Just to add - yes, but if the weather compensation is calling for heat and the heatpump sees an increase in return temperature, it will increase the flow temperature to maintain target Dt, which is one reason why a buffer, for example is less efficient when there's too much distortion. Just seeing an increase in return temperature is not enough - the heat pump needs additional feedback. This is another reason why room influence is useful in circumstances where there is additional heat input into rooms. Hence your description of the heat pump modulating down when it sees a higher return temperature, is not necessarily, nor universally, correct. It depends on controls.

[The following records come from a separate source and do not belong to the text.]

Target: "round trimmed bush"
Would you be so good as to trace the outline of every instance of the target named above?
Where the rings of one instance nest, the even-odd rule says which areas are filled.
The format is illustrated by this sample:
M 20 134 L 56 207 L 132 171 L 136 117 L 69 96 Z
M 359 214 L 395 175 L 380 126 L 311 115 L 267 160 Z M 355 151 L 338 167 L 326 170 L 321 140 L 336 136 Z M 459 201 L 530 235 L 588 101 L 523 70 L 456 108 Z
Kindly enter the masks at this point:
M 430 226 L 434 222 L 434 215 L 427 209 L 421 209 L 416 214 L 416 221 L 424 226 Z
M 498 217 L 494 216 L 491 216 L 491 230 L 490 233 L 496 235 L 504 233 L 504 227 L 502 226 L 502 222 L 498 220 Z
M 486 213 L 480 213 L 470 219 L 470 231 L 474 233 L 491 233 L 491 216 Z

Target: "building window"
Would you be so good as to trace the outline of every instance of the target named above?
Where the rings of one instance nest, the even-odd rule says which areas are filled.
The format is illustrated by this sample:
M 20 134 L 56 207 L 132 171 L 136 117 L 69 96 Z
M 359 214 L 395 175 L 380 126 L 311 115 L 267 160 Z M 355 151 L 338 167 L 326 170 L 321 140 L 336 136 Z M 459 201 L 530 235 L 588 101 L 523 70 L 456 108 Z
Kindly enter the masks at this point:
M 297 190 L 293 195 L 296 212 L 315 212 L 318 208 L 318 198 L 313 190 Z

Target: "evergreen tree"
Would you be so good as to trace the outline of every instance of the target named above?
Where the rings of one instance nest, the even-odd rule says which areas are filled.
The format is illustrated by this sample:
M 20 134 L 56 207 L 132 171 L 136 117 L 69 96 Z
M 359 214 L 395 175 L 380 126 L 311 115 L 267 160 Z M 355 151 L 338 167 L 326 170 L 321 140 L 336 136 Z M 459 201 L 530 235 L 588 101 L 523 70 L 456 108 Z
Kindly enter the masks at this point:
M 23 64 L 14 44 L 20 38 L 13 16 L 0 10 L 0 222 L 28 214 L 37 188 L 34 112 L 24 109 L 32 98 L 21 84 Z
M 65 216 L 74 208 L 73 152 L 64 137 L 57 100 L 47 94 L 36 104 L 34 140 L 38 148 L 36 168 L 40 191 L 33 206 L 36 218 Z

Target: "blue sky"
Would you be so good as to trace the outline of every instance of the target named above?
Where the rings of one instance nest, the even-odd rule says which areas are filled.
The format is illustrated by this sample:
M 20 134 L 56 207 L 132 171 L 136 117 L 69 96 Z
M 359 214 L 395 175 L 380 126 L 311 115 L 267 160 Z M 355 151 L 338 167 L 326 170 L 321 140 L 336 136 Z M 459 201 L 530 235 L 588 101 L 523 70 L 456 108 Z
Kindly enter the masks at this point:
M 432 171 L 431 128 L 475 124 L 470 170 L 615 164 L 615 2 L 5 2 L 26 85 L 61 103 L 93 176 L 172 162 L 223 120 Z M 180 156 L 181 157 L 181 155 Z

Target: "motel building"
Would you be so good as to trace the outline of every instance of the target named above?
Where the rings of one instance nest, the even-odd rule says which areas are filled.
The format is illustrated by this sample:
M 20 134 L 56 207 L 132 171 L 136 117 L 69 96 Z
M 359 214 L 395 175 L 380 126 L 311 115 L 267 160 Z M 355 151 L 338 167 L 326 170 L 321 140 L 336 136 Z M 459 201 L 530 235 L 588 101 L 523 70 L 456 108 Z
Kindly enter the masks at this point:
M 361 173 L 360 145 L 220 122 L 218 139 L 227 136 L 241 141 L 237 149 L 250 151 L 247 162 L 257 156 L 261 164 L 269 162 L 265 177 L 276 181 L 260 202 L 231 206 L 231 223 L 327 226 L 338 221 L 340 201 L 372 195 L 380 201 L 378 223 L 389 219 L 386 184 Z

Can you explain what you mean by this?

Yes, if there are significant heating inputs that are not measured by weather compensation alone, and/or if the occupant want some control in rooms such as bedroom. In our house, for example, we can have the triple glazing on the north face still covered in ice while the upstairs has already been heated to 23C by the sun. In this instance, even if the MW-AT delta T is such that the radiators then don't theoretically add heat into that space, it seems a bit silly not to modulate the heatpump using room temp feedback as the home heat load has reduced. In ours this is easily by 50%. The idea around room influence is that an internal thermostat provides input to the heatpump to modulate. This can also be achieved using TRVs on radiators without modulating the heatpump, or with electronic mixers. Most manufacturers will provide 1 or 2 of these room stats but companies like Stiebel Eltron can build a system with up to 6 and it also provides the ability to weight system control input between weather compensation and room. Nobody here is saying that a heatpump installed with open loop and weather compensation isn't the simplest solution. It's just that get a heating system to work for its occupants may NOT be that simple, especially in highly insulated homes. Room influence does not make the system more complex. It can infact make it simpler for both the occupant and the installer. Room influence does not necessarily shut down flow and therefore reduce system open volume, except for at the extremes. Zoning, using relay type controls is a different matter as this does reduced system open volume and therefore the system becomes more complex. For me the issue here is the understanding of controls, what they, do and how they work, and then when to implement them - but that's a headache for the whole industry right now which is still learning. But most good decent installers will go for open loop with some room influence baked into the system in current designs.